一百年来,中国共产党为了实现“为中国人民谋幸福,为中华民族谋复兴”的初心,不断推进国家建设和国家治理的实践,并创新发展了马克思主义理论。党的十九届四中全会明确提出了“到新中国成立一百年时,全面实现国家治理体系和治理能力现代化,使中国特色社会主义制度更加巩固、优越性充分展现”[1]的战略要求。梳理我们党推进国家治理基本历程、实践内容和理论创新,对于新时代全面实现国家治理体系和治理能力现代化,巩固中国特色社会主义制度具重要意义。

一、国家治理理论随着治理实践开展不断深化

从“统治”到“治理”的理念转变是国家治理理论的核心。在我们党推进国家治理的基本历程中,治理理论的发展依据治理主体、治理范围、治理向度、治理原则这四个维度表现出如下趋势:

1.治理主体层次关系更加明确。中国共产党对于治理主体的理论认识,经历了从最开始的对党的领导地位的确定到现在治理主体层次更加清晰的转变。在新民主主义革命时期,党带领劳动人民创立工会、农会、妇女会等群众组织,建立工农政权,对各种治理主体的关系在理论上进行了思考。这一阶段对国家治理主体层次的认识集中体现为,对党在众多治理主体中处于领导地位这一认识的不断深化。在新民主主义革命的前期,党对在国家治理主体中的地位并不明确,存在着右倾机会主义的错误认识。随着实践的不断深入,党深刻认识到党的领导地位的重要性。1942年中央政治局通过的《中共中央关于统一抗日根据地党的领导及调整各组织间关系的决定》,明确提出党“应当领导一切其他组织”[2]P427,从而确定了党的领导地位。新中国成立后,中国共产党在全国范围内开展国家治理,对国家治理各主体进行一定的探索。在1956年发表的《论十大关系》中,毛泽东细致地讨论经济治理中国家、生产单位和生产者个人的关系,政治治理中中央政府和地方政府、中国共产党和民主党派的关系等,对各种治理主体的相互关系和层次做了一定的探索。但是,随着“左”倾错误的发展,这一积极的理论成果没能坚持下去。
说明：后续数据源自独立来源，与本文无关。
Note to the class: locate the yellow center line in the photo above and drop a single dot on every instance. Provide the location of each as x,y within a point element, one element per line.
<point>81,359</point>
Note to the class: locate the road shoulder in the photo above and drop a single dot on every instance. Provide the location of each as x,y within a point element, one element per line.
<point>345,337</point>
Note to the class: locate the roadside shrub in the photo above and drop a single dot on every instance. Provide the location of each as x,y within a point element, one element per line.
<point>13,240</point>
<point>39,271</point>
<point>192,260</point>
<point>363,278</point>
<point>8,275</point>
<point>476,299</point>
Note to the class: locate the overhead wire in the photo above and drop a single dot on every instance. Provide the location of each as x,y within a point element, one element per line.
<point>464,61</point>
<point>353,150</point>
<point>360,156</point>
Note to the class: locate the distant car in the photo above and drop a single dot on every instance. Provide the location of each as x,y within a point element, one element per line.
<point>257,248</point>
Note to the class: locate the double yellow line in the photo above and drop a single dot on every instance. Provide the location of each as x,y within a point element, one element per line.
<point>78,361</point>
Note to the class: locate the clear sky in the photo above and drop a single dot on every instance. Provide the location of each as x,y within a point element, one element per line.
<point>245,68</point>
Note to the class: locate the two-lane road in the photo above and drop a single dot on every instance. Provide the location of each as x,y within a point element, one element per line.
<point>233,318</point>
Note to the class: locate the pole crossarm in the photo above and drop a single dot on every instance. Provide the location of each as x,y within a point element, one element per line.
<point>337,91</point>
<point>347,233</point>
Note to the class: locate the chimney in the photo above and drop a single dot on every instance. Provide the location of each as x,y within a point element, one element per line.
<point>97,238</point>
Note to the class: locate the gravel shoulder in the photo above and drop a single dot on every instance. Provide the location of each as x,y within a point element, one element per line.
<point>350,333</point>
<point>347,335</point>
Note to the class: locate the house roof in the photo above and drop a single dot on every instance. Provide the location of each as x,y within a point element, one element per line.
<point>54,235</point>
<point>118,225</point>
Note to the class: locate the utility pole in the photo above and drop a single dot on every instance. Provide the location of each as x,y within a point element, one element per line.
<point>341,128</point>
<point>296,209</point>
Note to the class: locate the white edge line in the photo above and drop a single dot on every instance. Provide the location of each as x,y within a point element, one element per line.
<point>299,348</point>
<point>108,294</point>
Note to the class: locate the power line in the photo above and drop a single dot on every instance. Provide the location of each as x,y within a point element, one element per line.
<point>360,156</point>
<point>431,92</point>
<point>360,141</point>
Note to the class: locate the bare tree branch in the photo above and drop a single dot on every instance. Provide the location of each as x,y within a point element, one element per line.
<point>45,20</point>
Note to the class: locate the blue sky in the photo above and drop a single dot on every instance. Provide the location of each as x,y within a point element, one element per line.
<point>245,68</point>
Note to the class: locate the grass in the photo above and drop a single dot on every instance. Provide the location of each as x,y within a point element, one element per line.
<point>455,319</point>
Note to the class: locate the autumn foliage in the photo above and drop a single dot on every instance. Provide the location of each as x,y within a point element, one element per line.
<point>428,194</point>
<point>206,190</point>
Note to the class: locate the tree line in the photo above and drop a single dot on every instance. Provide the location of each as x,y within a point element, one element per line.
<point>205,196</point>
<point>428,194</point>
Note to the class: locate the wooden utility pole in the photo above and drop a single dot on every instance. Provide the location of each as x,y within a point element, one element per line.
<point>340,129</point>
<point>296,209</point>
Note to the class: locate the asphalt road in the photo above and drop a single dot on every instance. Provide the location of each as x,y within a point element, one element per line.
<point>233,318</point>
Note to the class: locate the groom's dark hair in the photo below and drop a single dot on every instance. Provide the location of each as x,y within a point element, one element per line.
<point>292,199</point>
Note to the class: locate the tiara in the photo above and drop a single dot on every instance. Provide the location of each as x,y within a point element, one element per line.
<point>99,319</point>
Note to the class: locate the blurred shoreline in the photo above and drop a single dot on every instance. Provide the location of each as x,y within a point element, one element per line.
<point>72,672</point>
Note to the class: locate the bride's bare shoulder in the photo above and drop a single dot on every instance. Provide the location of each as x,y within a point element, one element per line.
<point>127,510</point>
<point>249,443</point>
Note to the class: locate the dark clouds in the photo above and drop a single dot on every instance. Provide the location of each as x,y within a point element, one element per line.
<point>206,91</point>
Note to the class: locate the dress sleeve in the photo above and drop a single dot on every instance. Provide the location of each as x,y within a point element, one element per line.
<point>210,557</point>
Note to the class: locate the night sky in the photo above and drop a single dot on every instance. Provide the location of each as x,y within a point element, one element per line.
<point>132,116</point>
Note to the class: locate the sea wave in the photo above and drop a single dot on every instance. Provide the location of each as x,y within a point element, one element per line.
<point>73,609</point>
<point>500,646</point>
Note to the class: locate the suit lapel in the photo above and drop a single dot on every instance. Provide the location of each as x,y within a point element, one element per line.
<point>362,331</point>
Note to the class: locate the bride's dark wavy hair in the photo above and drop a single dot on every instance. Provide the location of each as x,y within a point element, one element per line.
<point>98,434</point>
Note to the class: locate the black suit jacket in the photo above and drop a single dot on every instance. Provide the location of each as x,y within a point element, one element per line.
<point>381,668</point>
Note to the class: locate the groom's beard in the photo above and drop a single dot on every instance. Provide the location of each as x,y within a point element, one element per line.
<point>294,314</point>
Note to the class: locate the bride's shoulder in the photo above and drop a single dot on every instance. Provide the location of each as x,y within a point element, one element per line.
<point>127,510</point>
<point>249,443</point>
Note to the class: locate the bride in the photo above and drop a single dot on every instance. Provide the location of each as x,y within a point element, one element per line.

在“文化大革命”时期,党的一元化领导过度加强,革命委员会几乎成为唯一的治理主体。改革开放后,认真吸取过度加强党的一元化领导的教训,邓小平在1980年指出,“权力过分集中的现象,就是在加强党的一元化领导的口号下,不适当地、不加分析地把一切权力集中于党委”[3]P329。此后,更多治理主体参与到国家治理之中。新时代,中国共产党基于长期的实践和理论探索,明确了各治理主体的相互关系,基本形成党居于领导地位、政府扮演国家治理的重要角色和支柱、人民团体和社会组织参与协同、全体公民參与的国家治理主体结构。

2.治理范围更加广泛。中国共产党推进国家治理范围的扩大,是在党由革命党转向执政党的过程中发展的,是在党对社会主要矛盾认识的发展中发展的,也是在党对国家治理实践的发展中发展的。在新民主主义革命时期,中国共产党作为一个革命党,其运用国家机器的主要目的在于运用革命手段实现民族独立和人民解放。因而,这一时期党对国家治理的范围集中于军事、政治、政党等领域。尽管有一些经济领域的内容,但是“在现在的阶段上,经济建设必须是环绕着革命战争这个中心任务的”[4]P123。新中国成立后,中国共产党的身份由革命党转为执政党,社会主要矛盾也发生了变化。党的八大指出,我国国内的主要矛盾已经是人民对于建立先进的工业国的要求同落后的农业国的现实之间的矛盾,已经是人民对于经济文化迅速发展的需要同当前经济文化不能满足人民需要的状况之间的矛盾。[5]P810国家治理范围开始向经济、社会等方面扩大。可是,随着对社会主义社会主要矛盾的误判,在“以阶级斗争为纲”思想指导下,国家治理范围完全被限制在政治、政党和军队等领域。改革开放时期,党的工作重心转移到经济建设上来,国家治理的范围开始向更多领域发展。1982年召开的党的十二大提出要把我国建设成为高度文明、高度民主的社会主义国家。[6]P11987年召开的党的十三大将建立和发展充满活力的社会主义政治、经济、文化体制作为社会主义初级阶段的重要内涵。[7]P11在这一阶段,国家治理的范围扩大至经济、社会、文化和公共安全等领域。新时代,随着社会主要矛盾转化为“人民日益增长的美好生活需要和不平衡不充分的发展之间的矛盾”[8]P9,国家治理范围在民主、法治、公平、正义、安全、环境等领域都不断扩大,而且将随着人民群众美好生活需要的发展不断地发展进步。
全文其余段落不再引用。